String-based Regular Expression Pattern

Jump to: navigation, search

A string-based regular expression pattern is a string-based pattern expression that is a regular expression pattern (that can accept a string).



    • In computing, a 'regular expression (abbreviated regex or regexp) is a sequence of text characters, some of which are understood to be metacharacters with symbolic meaning, and some of which have their literal meaning, that together can automatically identify textual material of a given pattern, or process a number of instances of it that can vary from a precise equality to a very general similarity of the pattern. The pattern sequence itself is an expression that is a statement in a language designed specifically to represent prescribed targets in the most concise and flexible way to direct the automation of text processing of general text files, specific textual forms, or of random input strings. A regular expression patterns a match to a string. It is employed in a search to identify text for further processing, such as displaying the match, or altering it; or it is employed to simply inform of the location or count. The concept arose in the 1950s, when Kleene formalized the description of a regular language, and came into common use with the Unix text processing utilities ed, an editor, and grep (global regular expression print), a filter.

      A very simple use of a regular expression would be to locate the same word spelled two different ways in a text editor, for example seriali[sz]e. A wildcard match can also achieve this, but wildcard matches differ from regular expressions in that wildcards are limited to what they can pattern, (having fewer metacharacters and a simple language-base), whereas regular expressions are not. A usual context of wildcard characters is in globbing a similar names in a list of files, whereas regular expressions are usually employed in applications that pattern-match text strings in general. The simple regexp ^[ \t]+ matches excess whitespace on a line. An advanced regexp used to match a numeral is ^[+-]?(\d+\.\d+|\d+\.|\.\d+|\d+)([eE][+-]?\d+)?$ . (See Examples below.)

      A regular expression processor processes a regular expression statement as a grammar expressed in a formal language. With different languages there are different syntax and grammar, and so there exists different systems of regular expressions. The regexp processor compiles the given "code", and with that examines the target text string, parsing it to identify substrings that are members of its language, the regular expressions. Regular expressions are so useful in computing that they should like to become a common standard for everyone, so the various systems of regular expressions have evolved to provide a basic and extended standard for the grammar and syntax. Aficionados use modern regular expressions, which heavily augment the standard, and that are also similar across computing platforms and applications. Regular expression processors are found in some search engines, some of the search and replace dialogs of word processors and text editors, and in the command lines of text processing utilities including sed and AWK.

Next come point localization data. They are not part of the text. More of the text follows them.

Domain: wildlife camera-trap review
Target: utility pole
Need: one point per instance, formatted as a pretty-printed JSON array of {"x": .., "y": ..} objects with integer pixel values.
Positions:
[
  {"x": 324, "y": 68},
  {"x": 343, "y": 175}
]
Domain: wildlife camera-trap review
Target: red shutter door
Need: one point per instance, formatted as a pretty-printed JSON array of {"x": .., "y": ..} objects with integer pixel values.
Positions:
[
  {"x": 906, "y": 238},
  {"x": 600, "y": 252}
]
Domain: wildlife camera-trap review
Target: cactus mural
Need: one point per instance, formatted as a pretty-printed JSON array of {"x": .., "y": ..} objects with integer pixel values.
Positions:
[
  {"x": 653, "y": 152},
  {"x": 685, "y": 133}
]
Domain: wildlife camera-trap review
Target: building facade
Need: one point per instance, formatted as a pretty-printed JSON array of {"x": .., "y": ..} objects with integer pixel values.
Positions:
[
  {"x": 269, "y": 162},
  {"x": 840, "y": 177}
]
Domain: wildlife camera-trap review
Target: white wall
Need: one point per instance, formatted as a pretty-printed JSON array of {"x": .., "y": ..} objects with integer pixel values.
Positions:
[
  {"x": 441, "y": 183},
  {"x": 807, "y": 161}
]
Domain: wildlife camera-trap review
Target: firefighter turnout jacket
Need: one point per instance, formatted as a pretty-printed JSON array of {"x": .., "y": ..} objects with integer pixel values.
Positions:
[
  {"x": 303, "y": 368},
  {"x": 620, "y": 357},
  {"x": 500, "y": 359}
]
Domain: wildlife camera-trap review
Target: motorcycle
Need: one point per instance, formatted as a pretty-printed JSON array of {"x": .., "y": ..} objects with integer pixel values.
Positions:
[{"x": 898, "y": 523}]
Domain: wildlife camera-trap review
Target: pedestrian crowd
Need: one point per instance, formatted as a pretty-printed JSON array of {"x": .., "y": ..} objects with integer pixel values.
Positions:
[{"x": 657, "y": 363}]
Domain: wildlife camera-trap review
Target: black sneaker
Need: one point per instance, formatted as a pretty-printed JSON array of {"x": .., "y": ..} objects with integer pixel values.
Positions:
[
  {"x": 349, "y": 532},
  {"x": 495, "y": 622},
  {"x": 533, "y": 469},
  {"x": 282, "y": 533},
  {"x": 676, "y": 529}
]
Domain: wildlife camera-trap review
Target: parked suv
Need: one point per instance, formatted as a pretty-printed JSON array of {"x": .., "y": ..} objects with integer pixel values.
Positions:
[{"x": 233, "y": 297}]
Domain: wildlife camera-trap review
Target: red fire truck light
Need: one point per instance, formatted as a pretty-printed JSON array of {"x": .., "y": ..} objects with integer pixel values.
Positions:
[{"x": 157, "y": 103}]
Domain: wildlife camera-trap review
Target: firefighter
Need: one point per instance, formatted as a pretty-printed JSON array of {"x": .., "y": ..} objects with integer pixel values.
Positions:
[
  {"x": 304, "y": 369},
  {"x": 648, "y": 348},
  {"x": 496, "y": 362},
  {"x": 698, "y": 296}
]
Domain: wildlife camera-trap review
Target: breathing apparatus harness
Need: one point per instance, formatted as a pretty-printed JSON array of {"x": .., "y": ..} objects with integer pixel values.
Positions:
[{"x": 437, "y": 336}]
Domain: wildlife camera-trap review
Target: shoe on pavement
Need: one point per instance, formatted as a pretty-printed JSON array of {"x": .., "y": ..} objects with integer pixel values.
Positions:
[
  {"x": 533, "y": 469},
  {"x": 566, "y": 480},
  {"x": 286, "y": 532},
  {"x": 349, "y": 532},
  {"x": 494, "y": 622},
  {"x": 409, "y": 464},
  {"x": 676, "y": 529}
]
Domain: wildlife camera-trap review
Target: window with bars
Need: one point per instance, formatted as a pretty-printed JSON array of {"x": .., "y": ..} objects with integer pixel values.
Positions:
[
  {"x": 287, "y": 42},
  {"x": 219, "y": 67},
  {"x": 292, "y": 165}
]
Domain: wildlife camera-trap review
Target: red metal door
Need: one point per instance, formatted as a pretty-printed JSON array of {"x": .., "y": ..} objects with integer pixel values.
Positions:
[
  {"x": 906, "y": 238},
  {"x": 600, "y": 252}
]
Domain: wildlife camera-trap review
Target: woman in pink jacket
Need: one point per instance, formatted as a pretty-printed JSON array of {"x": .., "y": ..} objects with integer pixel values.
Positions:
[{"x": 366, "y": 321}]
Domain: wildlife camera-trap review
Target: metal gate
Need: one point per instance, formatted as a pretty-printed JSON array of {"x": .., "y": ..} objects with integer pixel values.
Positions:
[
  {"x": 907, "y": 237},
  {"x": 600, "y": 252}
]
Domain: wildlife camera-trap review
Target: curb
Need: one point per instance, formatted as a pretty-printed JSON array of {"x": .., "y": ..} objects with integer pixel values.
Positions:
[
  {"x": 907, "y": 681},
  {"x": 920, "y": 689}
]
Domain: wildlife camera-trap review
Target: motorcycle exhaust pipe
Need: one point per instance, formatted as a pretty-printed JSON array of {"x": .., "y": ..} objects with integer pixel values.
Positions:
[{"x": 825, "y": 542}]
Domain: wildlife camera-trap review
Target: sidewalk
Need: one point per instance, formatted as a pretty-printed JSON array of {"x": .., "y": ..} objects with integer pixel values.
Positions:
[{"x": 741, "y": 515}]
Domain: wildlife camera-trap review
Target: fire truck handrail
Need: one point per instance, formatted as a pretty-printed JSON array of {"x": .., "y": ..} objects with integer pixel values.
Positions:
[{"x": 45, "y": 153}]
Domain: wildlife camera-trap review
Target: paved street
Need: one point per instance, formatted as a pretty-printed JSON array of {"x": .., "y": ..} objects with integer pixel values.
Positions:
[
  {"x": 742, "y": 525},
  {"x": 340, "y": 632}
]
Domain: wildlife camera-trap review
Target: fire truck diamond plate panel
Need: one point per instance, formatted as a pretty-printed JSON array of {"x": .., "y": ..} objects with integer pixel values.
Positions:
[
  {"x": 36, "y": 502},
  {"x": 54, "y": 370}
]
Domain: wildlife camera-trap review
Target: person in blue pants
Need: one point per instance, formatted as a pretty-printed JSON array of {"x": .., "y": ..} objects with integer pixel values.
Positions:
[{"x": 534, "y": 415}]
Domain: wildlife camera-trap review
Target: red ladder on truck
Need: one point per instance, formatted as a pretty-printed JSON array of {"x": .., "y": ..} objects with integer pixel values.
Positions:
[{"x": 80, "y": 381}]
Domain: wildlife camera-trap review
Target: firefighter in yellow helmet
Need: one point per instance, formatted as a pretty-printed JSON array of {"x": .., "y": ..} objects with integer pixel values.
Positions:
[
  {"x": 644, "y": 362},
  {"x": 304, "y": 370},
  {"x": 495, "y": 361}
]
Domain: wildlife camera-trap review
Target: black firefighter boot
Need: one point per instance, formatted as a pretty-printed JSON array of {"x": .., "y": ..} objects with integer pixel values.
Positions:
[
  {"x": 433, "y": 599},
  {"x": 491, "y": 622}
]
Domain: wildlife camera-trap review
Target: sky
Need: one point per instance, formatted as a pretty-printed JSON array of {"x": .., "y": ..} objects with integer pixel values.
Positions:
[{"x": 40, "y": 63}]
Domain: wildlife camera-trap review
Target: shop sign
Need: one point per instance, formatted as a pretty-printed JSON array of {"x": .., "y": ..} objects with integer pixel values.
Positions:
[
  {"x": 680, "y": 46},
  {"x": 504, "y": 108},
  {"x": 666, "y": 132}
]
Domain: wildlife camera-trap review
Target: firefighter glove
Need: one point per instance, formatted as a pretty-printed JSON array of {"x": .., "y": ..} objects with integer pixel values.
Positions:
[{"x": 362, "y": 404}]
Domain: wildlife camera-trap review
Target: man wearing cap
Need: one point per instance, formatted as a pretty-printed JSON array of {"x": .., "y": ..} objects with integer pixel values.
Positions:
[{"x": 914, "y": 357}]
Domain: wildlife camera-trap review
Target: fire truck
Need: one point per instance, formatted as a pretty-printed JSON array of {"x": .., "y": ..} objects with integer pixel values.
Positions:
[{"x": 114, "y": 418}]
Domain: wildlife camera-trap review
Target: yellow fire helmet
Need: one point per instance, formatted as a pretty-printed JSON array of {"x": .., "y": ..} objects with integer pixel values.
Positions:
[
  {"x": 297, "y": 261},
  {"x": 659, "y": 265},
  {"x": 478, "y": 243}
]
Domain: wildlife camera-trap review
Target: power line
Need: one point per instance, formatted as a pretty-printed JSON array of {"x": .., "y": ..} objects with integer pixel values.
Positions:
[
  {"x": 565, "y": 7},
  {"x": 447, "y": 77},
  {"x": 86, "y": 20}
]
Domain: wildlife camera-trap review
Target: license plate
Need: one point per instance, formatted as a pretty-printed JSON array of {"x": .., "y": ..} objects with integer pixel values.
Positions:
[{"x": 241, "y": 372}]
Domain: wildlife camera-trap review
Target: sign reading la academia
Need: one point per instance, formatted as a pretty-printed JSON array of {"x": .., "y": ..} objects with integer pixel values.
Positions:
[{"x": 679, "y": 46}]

      Application developers also use regular expressions in their programming languages. Some languages are straightforward and some require extra assignment or compilation steps, or require loading a library. Perl, Ruby, AWK, and Tcl, always offer regular expressions directly in the language, while others offer them in their standard library, as do .NET languages, Java, Python and C++ (since C++11). For most other languages, such as Object Pascal (Delphi), C and earlier versions of C++, libraries that implement regular expressions are available. They all offer virtually the same standard of regular expression grammar and syntax, with only a relatively few syntax exceptions in the higher order grammar.